Все это происходило в субботу — наверное, как раз в то время, когда я делал доклад на лондонской конференции, гоня мысли о Каролине, осевшие на задворках сознания. К концу дня морока с уборкой закончилась, комнату благополучно закрыли, накрепко замкнув ставни и дверь; в широком спектре семейных бед каракули на панели представляли собой лишь досадную неприятность, и о них почти забыли. Воскресенье и понедельник прошли бессобытийно. Дни выдались холодные, но сухие. И потому Каролина удивилась, когда во вторник за дверью зала услышала тихий размеренный перестук, похожий на дождевую капель. Испуганная мыслью, что потолок непостижимо протек в новом месте, она открыла дверь и заглянула в комнату. Перестук тотчас прекратился. Затаив дыхание, Каролина вглядывалась в темную комнату, различая вислые полотнища обоев и причудливые контуры задрапированной мебели, но ничего не слышала. Она закрыла дверь и пошла по своим делам.

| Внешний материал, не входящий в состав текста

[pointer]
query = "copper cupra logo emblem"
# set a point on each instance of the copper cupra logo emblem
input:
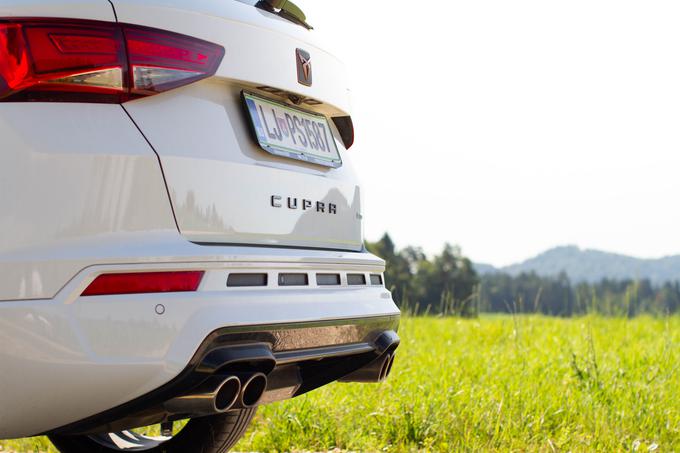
(304, 64)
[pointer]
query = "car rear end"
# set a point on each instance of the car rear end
(176, 183)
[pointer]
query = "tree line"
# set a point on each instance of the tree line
(447, 284)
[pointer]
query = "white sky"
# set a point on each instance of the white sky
(509, 127)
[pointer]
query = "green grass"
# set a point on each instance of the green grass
(497, 383)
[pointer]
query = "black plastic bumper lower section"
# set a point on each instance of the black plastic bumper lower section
(296, 358)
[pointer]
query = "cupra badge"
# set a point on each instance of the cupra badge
(304, 64)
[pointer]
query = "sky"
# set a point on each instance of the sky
(512, 127)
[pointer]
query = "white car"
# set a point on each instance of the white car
(181, 227)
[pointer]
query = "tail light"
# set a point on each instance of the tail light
(88, 61)
(144, 282)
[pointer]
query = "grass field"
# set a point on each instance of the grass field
(494, 384)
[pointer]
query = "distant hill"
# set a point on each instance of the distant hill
(592, 265)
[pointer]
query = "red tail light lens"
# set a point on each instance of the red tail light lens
(87, 61)
(143, 283)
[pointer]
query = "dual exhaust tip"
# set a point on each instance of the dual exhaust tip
(219, 394)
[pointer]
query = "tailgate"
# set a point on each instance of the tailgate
(224, 187)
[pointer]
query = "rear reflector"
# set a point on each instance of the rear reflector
(144, 282)
(88, 61)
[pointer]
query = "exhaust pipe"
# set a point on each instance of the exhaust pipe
(253, 387)
(216, 395)
(376, 371)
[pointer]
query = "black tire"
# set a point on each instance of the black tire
(212, 434)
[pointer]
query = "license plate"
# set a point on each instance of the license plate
(290, 132)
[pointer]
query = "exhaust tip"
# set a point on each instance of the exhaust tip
(389, 366)
(385, 367)
(253, 389)
(227, 394)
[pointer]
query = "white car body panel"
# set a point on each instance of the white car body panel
(71, 175)
(87, 189)
(84, 355)
(219, 179)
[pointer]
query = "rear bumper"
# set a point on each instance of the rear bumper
(69, 358)
(295, 358)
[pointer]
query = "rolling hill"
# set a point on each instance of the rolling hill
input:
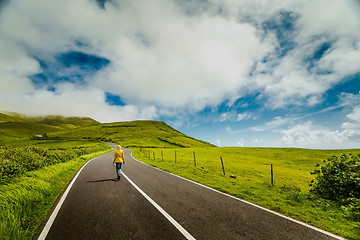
(129, 134)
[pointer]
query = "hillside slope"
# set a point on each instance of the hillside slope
(14, 127)
(135, 134)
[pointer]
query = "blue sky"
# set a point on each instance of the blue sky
(233, 73)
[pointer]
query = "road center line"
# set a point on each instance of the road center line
(161, 210)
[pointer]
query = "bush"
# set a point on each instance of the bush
(338, 179)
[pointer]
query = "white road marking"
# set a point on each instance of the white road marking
(252, 204)
(161, 210)
(51, 219)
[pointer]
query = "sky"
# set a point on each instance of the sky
(247, 73)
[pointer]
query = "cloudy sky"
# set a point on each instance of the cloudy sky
(233, 73)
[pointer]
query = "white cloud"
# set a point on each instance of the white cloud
(240, 143)
(310, 136)
(277, 122)
(165, 62)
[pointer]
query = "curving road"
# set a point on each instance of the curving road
(148, 203)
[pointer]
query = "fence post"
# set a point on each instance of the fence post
(222, 165)
(272, 176)
(194, 158)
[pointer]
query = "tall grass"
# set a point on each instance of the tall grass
(27, 200)
(289, 195)
(15, 161)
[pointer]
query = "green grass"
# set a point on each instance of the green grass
(289, 195)
(25, 203)
(151, 134)
(26, 200)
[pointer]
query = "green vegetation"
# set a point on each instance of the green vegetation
(27, 200)
(39, 156)
(35, 168)
(151, 134)
(252, 167)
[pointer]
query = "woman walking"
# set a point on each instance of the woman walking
(119, 159)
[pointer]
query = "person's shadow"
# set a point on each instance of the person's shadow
(103, 180)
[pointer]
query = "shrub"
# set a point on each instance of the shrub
(338, 179)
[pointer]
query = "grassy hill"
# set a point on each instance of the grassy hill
(151, 134)
(15, 127)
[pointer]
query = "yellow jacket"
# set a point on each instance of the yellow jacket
(119, 155)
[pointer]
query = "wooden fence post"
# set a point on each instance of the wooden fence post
(272, 176)
(222, 165)
(194, 158)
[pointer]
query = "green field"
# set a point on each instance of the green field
(252, 167)
(40, 155)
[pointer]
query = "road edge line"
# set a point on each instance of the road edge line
(252, 204)
(53, 215)
(160, 209)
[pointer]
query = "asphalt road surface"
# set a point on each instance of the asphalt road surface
(150, 204)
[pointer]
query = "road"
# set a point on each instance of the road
(148, 203)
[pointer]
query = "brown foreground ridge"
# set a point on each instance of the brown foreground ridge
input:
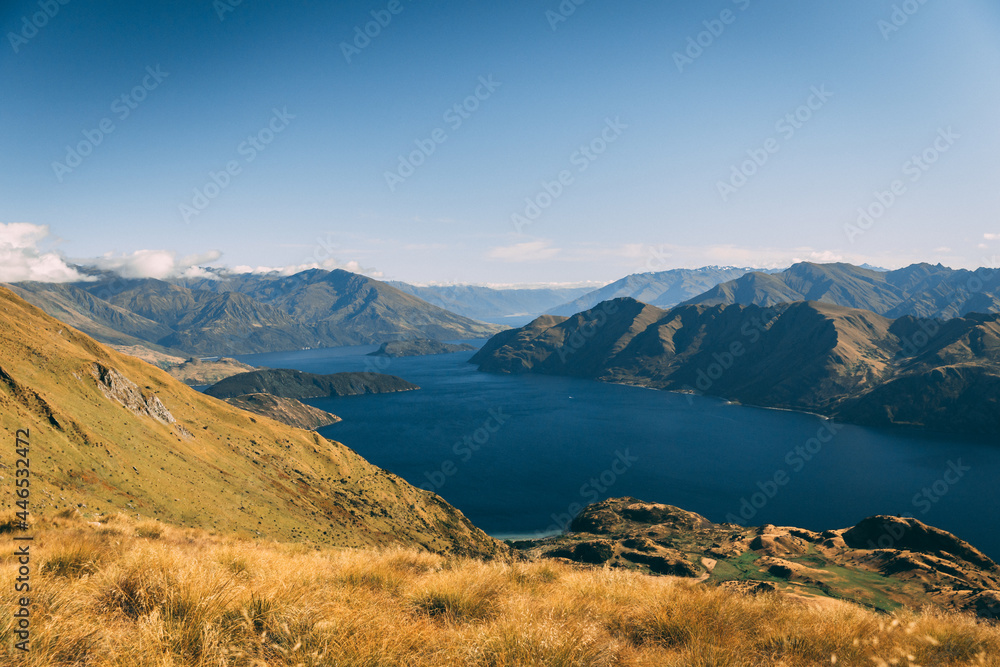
(883, 563)
(113, 590)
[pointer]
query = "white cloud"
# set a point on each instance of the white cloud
(159, 264)
(292, 269)
(20, 258)
(530, 251)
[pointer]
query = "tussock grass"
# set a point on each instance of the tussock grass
(147, 594)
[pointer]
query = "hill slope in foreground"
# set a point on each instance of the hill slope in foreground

На другой день, проходя мимо зала, Каролина вновь услышала странный звук. Уже не сомневаясь, что слышит дробный стук капель, она вошла в комнату и отворила ставень. Как и прежде, шум смолк, едва она открыла дверь; Каролина проверила расставленные в комнате тазы и ведра, мельком глянула на половики, укрывавшие ковер, но все было сухо. Сбитая с толку, она уже хотела плюнуть на все и уйти, но стук возобновился. Однако теперь казалось, что он исходит не из зала, а из соседней комнаты. Словно какой-то мальчишка-оболтус, рассказывала Каролина, негромко, но нахально палочкой отбивал «тра-та-та». Совершенно озадаченная, она вышла в коридор и прислушалась. Звук привел ее в столовую и там резко смолк, а через пару секунд опять возник, но уже за стенкой, в малой гостиной.
Миссис Айрес, которая в гостиной читала недельной давности газету, ничего не слышала.